Sorry, aber ich möchte einfach auch dabei meinen Spaß haben und so ging das auf gar keinen Fall. Ich bin schnell im Aussortieren und ich wusste es werden schon wieder Kirschen in meinen Garten kommen.

Und so kam es natürlich auch.

Die nächsten zwei Tage verbrachte ich mit zwei wundervollen Männern, die auf längerer Sicht einen festen Platz in meinem Leben einnahmen. Der letzte für diese Woche besonders. Erstaunlich, denn beim ersten Treffen hatten wir gar nichts miteinander.

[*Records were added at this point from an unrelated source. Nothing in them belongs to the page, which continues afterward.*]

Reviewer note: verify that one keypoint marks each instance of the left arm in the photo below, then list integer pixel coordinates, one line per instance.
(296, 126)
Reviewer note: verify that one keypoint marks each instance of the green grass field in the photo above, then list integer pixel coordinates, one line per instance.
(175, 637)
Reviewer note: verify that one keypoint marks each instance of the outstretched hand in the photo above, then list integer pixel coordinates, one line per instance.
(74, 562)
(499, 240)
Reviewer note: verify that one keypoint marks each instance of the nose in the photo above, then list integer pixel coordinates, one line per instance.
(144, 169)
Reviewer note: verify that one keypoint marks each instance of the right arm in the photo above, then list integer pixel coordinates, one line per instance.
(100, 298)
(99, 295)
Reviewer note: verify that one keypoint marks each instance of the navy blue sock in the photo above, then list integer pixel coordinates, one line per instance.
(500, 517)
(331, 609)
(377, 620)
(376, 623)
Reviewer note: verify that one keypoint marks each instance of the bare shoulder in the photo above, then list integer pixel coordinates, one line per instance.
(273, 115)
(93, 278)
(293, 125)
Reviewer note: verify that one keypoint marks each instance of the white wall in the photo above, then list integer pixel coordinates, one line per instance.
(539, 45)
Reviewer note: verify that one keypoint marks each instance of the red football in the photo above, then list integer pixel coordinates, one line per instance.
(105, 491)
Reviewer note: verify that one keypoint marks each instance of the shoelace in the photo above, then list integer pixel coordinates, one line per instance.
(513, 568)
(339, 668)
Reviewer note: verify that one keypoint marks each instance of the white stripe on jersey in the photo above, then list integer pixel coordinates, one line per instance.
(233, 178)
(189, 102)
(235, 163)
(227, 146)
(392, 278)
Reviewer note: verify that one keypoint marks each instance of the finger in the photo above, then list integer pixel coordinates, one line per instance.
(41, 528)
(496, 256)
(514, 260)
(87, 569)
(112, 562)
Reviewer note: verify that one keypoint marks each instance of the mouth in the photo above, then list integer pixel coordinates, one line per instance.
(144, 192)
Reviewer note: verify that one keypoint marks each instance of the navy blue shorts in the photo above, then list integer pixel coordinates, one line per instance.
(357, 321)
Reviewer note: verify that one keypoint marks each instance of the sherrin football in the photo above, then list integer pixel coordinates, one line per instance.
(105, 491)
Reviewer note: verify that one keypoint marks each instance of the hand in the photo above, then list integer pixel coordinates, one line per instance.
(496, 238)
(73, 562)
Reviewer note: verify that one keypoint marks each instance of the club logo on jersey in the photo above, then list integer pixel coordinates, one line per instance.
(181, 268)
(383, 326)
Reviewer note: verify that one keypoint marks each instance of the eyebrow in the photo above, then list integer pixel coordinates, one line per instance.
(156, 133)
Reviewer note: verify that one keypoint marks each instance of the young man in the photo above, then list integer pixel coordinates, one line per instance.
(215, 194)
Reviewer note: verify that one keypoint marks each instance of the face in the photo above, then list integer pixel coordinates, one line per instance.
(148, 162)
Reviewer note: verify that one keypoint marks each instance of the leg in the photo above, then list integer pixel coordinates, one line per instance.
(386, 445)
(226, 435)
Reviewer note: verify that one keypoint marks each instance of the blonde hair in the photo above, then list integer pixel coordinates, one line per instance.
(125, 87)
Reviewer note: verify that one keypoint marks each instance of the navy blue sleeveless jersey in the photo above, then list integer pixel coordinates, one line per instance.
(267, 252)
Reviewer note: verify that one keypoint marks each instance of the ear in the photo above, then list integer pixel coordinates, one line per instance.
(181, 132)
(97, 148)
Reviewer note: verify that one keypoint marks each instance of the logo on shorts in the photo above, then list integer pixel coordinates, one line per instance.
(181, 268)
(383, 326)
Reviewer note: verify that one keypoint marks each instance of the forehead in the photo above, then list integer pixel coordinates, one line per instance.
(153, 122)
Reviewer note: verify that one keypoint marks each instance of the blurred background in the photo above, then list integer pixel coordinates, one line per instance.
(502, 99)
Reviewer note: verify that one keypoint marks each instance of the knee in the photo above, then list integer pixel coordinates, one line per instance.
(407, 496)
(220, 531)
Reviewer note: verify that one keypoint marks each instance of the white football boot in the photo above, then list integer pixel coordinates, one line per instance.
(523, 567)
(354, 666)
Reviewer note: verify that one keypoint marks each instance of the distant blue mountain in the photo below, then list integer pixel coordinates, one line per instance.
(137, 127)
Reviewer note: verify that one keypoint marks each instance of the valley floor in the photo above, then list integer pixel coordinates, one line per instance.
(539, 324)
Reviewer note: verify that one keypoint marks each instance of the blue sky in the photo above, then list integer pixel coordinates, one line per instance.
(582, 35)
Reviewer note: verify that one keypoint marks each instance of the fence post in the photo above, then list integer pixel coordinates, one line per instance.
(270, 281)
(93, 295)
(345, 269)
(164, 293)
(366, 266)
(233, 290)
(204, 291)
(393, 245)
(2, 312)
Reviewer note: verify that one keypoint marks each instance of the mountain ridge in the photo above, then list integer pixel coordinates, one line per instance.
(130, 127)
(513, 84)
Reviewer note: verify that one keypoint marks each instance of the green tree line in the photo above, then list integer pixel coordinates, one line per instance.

Mir war langweilig und das Wetter bezaubernd. Ich entschied mich dazu eine Spritztour durch die Fränkische zu machen, er war mit von der Partie. Wir redeten viel, hatten so manches zum Lachen und verbrachten einen relaxten Tag zusammen. Am Abend trafen wir uns ein zweites Mal. Die Nacht war lauwarm und wir rauchten den ein oder anderen auf meiner Fensterbank. Gott, ich hatte das schon seit Ewigkeiten nicht mehr gemacht, aber er wusste wie man für Pussy`s einen drehte.

Spät ging es für mich ins Bett, leider hatte ich diesmal keinen Eintrag für mein Notizbuch, aber ich wusste, schon am nächsten Tag könnte sich das schon wieder ändern.